Polisi Gerebek Pesta Sex Homo, Jaring 141 Pria

0
398
Sejumlah pria yang berhasil diamankan karena dugaan melakukan pesta sex sesama jenis. Foto: dok. Liputanaceh
Sejumlah pria yang  berhasil diamankan karena dugaan melakukan pesta sex sesama jenis. Foto: dok.
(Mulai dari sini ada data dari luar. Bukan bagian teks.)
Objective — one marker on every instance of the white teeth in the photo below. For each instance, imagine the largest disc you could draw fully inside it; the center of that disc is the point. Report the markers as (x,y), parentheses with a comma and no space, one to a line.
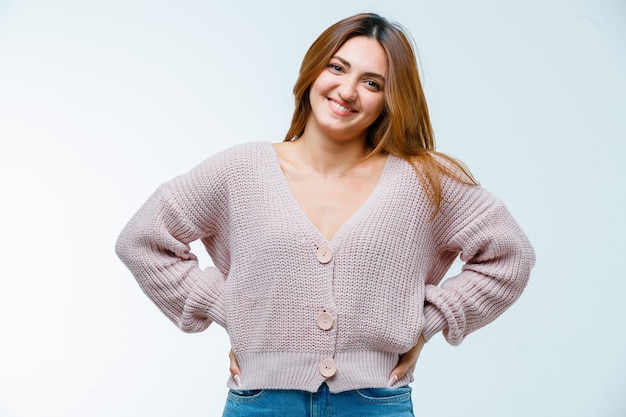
(340,107)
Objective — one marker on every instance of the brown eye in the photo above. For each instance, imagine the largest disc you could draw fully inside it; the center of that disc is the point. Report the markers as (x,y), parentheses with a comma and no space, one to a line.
(335,68)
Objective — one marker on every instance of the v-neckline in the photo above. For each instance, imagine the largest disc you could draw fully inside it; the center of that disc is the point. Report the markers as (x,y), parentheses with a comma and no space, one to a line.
(293,206)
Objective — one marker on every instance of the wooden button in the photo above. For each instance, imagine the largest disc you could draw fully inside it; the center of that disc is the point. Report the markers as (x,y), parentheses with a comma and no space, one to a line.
(328,368)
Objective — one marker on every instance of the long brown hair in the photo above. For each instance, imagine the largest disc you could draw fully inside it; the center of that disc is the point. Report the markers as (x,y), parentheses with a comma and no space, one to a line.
(403,128)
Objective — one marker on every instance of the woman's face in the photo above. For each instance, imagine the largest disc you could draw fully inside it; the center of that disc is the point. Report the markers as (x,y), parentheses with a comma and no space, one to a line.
(348,96)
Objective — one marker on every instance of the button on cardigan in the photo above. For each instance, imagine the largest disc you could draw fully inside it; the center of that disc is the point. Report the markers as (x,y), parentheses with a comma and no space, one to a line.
(379,280)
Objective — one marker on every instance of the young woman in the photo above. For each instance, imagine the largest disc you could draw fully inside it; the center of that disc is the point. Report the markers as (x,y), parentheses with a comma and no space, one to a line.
(330,248)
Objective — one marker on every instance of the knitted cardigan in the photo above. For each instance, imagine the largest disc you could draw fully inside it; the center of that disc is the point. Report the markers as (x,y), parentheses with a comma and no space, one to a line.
(380,280)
Liputanaceh
Sejumlah pria yang berhasil diamankan karena dugaan melakukan pesta sex sesama jenis. Foto: dok. Liputanaceh

Jakarta | LA – Tim Gabungan Kepolisian dari Polres Jakarta Utara bersama Polsek Kelapa Gading, yang dipimpin AKBP Nasriyadi, melakukan penggerebekan terhadap sebuah tempat yang diduga melakukan aktivitas sex sejumlah pasangan pria yang disebut homo atau gay, di ruko Inkopol no 15 dan 16. Minggu 21 Mei 2017.
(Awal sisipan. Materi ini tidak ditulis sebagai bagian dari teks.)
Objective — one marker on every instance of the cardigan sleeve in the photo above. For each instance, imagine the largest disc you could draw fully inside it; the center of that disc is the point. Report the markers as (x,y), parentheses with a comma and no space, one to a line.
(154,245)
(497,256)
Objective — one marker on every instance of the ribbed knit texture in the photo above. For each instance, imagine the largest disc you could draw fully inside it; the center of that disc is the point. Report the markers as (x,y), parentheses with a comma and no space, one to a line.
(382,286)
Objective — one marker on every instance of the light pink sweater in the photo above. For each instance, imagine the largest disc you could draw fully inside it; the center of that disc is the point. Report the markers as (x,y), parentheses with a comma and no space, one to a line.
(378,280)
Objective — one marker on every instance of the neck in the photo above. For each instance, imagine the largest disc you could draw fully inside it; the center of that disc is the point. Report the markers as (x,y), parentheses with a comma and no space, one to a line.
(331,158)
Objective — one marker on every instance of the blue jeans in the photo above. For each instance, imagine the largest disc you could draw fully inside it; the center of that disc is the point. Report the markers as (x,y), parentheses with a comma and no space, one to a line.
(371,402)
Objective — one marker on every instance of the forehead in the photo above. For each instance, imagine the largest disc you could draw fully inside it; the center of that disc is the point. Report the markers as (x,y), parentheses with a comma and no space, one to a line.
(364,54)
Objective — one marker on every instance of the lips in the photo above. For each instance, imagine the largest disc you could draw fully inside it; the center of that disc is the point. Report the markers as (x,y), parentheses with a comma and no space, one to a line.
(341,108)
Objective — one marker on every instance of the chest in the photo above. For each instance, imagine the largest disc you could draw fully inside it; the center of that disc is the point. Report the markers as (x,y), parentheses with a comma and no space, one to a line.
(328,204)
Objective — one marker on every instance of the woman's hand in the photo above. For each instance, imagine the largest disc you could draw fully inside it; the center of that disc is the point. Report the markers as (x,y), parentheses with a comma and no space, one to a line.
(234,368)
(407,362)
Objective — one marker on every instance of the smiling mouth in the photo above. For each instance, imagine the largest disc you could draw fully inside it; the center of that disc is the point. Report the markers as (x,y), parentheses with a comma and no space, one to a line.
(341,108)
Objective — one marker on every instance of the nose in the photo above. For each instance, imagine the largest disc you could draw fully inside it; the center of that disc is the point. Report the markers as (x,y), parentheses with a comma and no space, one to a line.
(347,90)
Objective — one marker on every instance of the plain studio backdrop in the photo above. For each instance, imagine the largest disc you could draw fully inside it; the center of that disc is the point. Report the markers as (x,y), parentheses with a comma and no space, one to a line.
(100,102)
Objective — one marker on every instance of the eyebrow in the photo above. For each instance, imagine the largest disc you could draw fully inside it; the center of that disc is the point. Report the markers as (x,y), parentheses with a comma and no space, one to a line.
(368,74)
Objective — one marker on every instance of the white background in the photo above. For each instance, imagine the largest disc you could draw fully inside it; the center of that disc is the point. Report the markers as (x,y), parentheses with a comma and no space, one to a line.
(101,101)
Penggerebekan tersebut dilakukan sekitar pukul 20.30 WIB. Dari hasil penggerebekan tersebut, pihak kepolisian berhasil menjaring sebanyak 141 orang pria yang diduga telah melakukan aktivitas hubungan sex sesama jenis.

Kejadian penggerebekan ini terjadi di PT. Atlantis Jaya Ruko Kokan Permata Blok B 15-16 Kelapa Gading RT. 15 RW. 03, Kelapa Gading Barat, Jakarta Utara.

Sementara saat ini sejumlah orang yang berhasil diamankan pihak kepolisian setempat, sedang menjalani proses pemeriksaan terhadap dugaan pesta terlarang tersebut.

Menurut Kasat Reskrim Polres Jakarta Utara, AKBP. Nasriadi yang menjadi pimpinan tim pada saat operasi itu dilakukan, mengatakan bahwa para tamu yang masuk ketempat tersebut harus membayar sebesar Rp. 185 ribu/orang. Setelah itu, mereka dapat dengan bebas menggunakan fasilitas fitness di lantai satu. sedangkan di lantai 2 terdapat striptease dengan jumlah empat exhibisioner.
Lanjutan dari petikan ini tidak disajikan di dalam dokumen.